SUSE's proposed solution is to help enterprises achieve cost control through open-source architecture and intelligent tools. Among these, the SUSE Observability tool is a core instrument. "This tool enables end-to-end monitoring of AI services, GPU utilization, and resource consumption, precisely identifying inefficient and wasteful areas," Peter Lees stated.
For external clients, this means quantifiable cost optimization.
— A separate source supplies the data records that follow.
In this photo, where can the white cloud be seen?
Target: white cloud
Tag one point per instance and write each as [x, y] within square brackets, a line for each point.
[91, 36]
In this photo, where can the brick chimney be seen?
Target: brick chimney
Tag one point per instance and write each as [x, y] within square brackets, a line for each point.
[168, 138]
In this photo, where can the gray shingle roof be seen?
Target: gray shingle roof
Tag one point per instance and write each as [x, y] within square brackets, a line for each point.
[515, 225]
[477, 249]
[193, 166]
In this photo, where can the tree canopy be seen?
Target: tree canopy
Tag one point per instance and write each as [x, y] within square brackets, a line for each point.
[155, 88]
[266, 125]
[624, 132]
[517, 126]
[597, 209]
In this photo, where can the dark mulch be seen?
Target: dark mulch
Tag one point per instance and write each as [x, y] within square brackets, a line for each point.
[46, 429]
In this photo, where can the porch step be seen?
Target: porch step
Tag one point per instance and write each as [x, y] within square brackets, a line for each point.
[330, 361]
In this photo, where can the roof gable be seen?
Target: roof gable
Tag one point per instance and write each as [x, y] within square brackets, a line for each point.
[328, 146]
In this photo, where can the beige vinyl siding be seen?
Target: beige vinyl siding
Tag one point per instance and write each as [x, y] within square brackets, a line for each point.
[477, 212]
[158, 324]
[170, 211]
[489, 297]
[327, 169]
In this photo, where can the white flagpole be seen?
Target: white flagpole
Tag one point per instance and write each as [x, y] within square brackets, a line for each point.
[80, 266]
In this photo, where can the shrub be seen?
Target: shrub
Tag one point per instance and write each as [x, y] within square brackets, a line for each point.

Xianyang Su added that many clients, after using this tool, have achieved improved computing resource utilization and cost reduction. "For instance, some manufacturing enterprises used this tool to monitor computing power consumption on edge devices, optimized resource allocation, and improved operational efficiency at the edge without additional hardware investment, thereby reducing operational costs. Some AI companies used it to monitor GPU usage, avoided computing power waste, and lowered costs."
Looking ahead to 2026, open source is no longer an option but a "required answer" for enterprise AI transformation.
For capital markets and industry participants, this signal is equally clear: enterprise IT investment in 2026 will shift from mere competition in AI applications to a re-evaluation of the value of the infrastructure foundation. Technology service providers with open-source DNA, long-term support capabilities, and synergistic edge and AI competencies will become core partners in enterprise digital transformation and will occupy more advantageous positions in the impending industry reshuffle.